Pada akhir pekan, setelah sebuah pipa minyak utama yang mampu menyalurkan 7 juta barel per hari di Arab Saudi diserang oleh drone lalu ditutup, Selat Hormuz kembali menjadi sasaran ketika sebuah kapal tanker diserang hingga terbakar. Rapat antara Iran dan negara-negara Teluk juga tiba-tiba ditunda. Harga minyak mentah langsung melonjak lebih dari 3%, sementara sentimen menghindari risiko dan kekhawatiran inflasi ikut naik.

Yang lebih menyakitkan, ekspektasi pasar terhadap kenaikan suku bunga oleh The Fed telah terbentuk menjadi konsensus yang dominan: uang akan ditarik kembali, dan aset berisiko menjadi yang pertama kena pukulan. Jawaban di layar sudah jelas: BTC kini 76.891 dolar, ETH 2.485 dolar, SOL 99,6 dolar, BNB 717 dolar, dan semuanya dalam 24 jam terakhir berada dalam tren penurunan.

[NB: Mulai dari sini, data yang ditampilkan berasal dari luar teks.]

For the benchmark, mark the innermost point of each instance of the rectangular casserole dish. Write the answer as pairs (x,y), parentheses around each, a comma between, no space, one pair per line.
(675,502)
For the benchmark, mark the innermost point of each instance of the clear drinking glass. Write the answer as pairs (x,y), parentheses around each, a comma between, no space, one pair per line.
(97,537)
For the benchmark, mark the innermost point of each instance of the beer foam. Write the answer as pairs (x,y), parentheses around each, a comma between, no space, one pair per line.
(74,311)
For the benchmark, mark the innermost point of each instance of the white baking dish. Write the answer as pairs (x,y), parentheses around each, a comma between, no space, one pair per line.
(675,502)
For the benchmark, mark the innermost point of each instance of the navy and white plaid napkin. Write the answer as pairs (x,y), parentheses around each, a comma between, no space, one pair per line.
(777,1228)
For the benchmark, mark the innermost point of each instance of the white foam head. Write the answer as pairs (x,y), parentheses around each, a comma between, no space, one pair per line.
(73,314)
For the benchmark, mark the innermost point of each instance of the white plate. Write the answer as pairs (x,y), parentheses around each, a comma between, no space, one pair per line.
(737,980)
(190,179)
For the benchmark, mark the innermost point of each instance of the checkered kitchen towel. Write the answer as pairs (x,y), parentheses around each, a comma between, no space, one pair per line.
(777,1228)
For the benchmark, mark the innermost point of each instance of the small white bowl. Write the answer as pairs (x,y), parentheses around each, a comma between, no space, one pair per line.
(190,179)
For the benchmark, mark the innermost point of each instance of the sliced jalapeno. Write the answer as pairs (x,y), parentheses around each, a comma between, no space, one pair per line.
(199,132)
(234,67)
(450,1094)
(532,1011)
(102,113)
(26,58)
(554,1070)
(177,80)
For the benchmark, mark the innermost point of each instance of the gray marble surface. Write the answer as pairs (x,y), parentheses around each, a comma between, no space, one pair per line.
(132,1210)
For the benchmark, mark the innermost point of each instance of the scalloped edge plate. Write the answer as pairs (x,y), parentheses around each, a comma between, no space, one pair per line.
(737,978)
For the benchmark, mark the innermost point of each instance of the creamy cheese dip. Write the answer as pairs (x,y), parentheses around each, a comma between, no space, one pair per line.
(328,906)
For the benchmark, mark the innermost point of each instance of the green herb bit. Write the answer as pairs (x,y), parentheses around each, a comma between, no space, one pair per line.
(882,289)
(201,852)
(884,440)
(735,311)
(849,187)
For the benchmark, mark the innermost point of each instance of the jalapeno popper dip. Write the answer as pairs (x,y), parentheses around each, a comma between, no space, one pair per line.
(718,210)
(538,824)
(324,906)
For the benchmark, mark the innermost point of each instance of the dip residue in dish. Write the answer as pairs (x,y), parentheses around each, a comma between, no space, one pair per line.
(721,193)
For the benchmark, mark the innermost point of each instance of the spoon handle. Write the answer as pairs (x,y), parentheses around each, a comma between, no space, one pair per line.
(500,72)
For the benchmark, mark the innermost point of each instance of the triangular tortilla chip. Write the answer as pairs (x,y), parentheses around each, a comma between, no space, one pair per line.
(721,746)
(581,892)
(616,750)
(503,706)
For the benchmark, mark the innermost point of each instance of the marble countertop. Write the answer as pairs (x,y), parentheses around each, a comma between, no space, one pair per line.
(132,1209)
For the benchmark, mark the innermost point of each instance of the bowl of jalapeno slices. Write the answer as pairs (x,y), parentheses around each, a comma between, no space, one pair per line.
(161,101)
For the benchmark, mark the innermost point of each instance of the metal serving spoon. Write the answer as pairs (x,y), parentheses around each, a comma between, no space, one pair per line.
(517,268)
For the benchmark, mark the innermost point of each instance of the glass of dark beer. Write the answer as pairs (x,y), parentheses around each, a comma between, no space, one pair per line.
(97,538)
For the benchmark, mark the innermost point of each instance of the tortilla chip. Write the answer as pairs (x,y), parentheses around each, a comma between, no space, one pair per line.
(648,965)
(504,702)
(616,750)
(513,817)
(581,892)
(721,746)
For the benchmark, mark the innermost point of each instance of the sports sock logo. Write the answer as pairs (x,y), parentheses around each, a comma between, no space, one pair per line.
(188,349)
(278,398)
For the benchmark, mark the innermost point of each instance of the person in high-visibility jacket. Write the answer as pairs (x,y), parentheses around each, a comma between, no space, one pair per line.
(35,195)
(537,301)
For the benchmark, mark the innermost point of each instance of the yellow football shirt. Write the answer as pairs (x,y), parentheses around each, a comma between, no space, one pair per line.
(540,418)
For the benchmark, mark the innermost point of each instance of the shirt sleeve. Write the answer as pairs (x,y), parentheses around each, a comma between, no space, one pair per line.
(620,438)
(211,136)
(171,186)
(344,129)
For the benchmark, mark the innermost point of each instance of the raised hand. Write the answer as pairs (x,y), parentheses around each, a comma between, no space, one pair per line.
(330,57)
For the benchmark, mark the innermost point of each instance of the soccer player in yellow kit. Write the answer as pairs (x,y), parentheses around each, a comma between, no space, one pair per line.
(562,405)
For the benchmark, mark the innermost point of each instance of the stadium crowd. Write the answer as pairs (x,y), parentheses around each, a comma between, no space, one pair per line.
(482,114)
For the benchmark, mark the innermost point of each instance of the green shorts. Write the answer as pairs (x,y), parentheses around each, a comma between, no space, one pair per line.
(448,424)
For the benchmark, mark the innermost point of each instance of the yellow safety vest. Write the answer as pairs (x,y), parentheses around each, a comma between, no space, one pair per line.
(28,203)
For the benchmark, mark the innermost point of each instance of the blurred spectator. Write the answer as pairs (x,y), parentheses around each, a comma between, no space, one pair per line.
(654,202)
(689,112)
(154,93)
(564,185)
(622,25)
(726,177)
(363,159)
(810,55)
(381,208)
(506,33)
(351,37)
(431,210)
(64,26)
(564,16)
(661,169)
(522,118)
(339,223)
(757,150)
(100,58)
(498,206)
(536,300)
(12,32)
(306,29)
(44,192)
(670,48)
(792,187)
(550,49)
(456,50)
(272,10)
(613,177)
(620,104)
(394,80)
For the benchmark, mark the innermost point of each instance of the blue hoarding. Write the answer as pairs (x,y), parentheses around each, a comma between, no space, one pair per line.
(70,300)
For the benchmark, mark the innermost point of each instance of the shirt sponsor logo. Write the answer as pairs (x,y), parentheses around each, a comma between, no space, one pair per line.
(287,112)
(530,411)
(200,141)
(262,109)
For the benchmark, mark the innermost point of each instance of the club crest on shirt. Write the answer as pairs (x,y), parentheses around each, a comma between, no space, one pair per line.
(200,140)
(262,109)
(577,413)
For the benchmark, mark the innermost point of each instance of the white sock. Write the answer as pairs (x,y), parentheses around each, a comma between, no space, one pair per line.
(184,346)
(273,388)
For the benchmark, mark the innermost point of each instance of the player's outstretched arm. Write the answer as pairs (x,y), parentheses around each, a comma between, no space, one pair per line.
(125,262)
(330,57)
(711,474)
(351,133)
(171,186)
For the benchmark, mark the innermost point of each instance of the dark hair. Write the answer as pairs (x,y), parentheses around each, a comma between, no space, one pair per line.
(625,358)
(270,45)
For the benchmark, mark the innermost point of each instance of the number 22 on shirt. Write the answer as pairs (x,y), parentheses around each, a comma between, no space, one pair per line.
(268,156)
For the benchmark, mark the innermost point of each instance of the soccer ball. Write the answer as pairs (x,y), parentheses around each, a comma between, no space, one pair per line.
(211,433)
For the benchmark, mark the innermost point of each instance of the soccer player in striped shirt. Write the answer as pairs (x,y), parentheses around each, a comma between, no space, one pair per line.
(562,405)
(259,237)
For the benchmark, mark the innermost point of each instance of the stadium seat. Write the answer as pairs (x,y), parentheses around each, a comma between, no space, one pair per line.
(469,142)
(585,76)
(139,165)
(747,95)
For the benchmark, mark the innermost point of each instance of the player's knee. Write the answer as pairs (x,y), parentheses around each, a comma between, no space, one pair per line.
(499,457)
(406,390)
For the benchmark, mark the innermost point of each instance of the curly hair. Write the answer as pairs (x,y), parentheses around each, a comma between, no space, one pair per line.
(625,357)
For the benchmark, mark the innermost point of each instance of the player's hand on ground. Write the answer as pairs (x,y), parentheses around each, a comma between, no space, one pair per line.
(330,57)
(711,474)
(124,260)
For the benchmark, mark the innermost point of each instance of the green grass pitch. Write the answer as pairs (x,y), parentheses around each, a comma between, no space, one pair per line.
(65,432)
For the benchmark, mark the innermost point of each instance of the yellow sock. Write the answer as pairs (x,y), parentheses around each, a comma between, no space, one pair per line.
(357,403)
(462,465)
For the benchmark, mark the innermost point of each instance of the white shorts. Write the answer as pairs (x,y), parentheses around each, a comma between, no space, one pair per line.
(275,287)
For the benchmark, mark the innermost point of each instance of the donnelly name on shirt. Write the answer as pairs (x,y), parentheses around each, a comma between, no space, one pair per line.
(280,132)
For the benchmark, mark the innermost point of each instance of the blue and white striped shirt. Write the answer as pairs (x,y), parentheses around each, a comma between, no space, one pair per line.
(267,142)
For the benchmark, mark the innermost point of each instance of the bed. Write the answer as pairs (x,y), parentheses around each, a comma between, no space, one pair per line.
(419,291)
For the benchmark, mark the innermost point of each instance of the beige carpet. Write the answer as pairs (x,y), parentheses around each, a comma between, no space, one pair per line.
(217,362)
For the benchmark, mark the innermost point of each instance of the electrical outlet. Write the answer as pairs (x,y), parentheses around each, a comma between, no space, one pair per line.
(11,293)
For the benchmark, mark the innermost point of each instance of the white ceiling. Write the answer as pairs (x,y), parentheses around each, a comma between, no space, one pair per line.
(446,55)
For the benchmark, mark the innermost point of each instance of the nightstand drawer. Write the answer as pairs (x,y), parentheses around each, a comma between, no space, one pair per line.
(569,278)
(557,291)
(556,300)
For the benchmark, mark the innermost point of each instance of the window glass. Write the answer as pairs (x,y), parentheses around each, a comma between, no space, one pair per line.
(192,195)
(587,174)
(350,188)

Penilaian saya sangat jelas: dalam jangka pendek ini adalah sinyal negatif, bukan kabar baik. Harga minyak meledak, ekspektasi inflasi meningkat, dan kenaikan suku bunga sudah dekat—aset kripto yang volatil adalah yang paling dulu terkena. Keributan geopolitik memang bisa membuat orang kembali teringat narasi "perlindungan terdesentralisasi", tetapi itu baru diceritakan saat emosi sudah sampai. Kendala paling nyata saat ini adalah likuiditas yang semakin ketat.

Bagi dunia kripto, fokus minggu ini bukan Timur Tengah, melainkan The Fed. Baru ketika "sepatu" kenaikan suku bunga sudah mendarat dan harga minyak tidak lagi meroket, barulah waktu yang tepat untuk kembali naik. Sekarang tahan tangan, itu yang paling penting dibanding apa pun.